Discussions at many companies can be distilled to a couple key questions. Are users more likely to work isolated or collaboratively, initially and down the road? Is the same data being pulled to many desktops that would benefit from that one-time operation and enable many users to perform discovery?
How do you Govern Open Data?
You will read everywhere that in order for information discovery to be effective, business analysts must have easy and unfettered access to data anywhere in the organization. However, during the past several years there has been a strong focus on enterprise data governance programs to satisfy compliance requirements that ensure people within an organization only have access to data they are authorized to have. This compliance includes defining data owners, roles, privileges, auditable monitoring, and reporting. Master Data Management (MDM) has been even stronger to champion enterprise data consistency and quality for critical subject areas: customers, products, suppliers, and industry specific data.
BI projects have been careful to define access to data elements, filters, and summary data as outlined by requirements to be implemented at the database, BI tool, or other application layer. For example, sometimes requirements specify that a sales person should only see his or her detailed sales and commissions data, and their sales team should only see their own details plus summarized information regarding other teams or regions. Or, perhaps departments can analyze financial detail data for their budgets and expenses, but not in peer organizations. Should all personal and private data -- some regulated by federal or industry laws -- be made easily available in open sandboxes or desktops that may leave the company every night? Many companies are asking similar questions about scenarios in their own companies.
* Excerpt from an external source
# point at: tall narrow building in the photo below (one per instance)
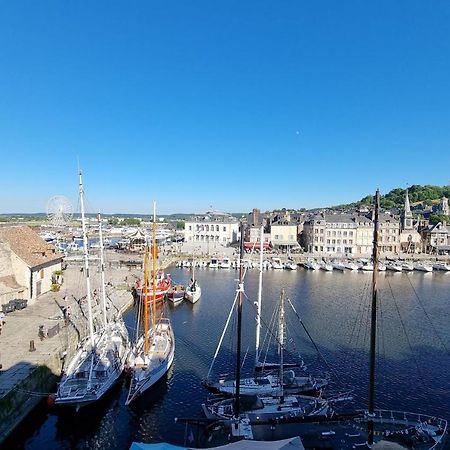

If you have an existing data governance program, now is the opportunity to tackle these questions with data owners and stakeholders before opening data up. If you don’t have a data governance program yet, this can be a driver for starting one and tackling these questions under a data governance framework. Many MDM projects tackling data definition and quality have evolved into data governance programs for ongoing information management. One approach for taking that first step is to consider defining the “data steward” role that is authorized to work with unfettered access, and with the clear understanding of responsibilities that come with that access. Defining the data steward role can be the beginning for a future data governance program.
Common Sense Today, Best Practices Tomorrow
Hindsight is a wonderful thing: maybe a year from now we’ll have all the answers and best practices for adopting information discovery in organizations. These are the discussions and decisions being made today. What are you thoughts on information discovery adoption in your organization?